The Feb. 16 message went on to describe a rather exotic-sounding excursion: “Last week the Warehouse Staff visited our coffee roaster, Orinoco Coffee, in their new roasting facility in Columbia. We went on a tour—from green bean to finished product—and tasted several different varietals and blends.”

To judge by the replies, however, that e-mail sounded a little more impressive than it should have. One respondent expressed his own wish to take a South American getaway.
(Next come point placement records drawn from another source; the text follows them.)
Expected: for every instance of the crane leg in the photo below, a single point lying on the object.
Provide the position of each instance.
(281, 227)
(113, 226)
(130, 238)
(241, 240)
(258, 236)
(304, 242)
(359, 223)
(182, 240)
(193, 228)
Another pointed out that the Warehouse had misspelled “Colombia,” the nation ranked No. 2 on the list of top coffee-producing countries posted on the Warehouse’s own Web site.

Juan Valdez would not be pleased.

Neither was Warehouse Producing Director Paul Ruppert, who worried about how this apparent miscommunication might affect his venue’s ability to raise money. “We need to raise $50,000,” he says, explaining that the Warehouse is currently soliciting donations for new lighting and sound equipment—not airfare.

So Ruppert sent out a follow-up e-mail the next day: “There was some confusion about the e-mail yesterday about Warehouse coffee,” he wrote. “Our coffee roaster is located in Columbia, Maryland. Our brewed coffee comes from Colombia, South America. We visited our roaster last week by hopping in a car and driving down [Interstate] 95 to Columbia….we don’t want you to think we’re jetting around to South America on your donations.”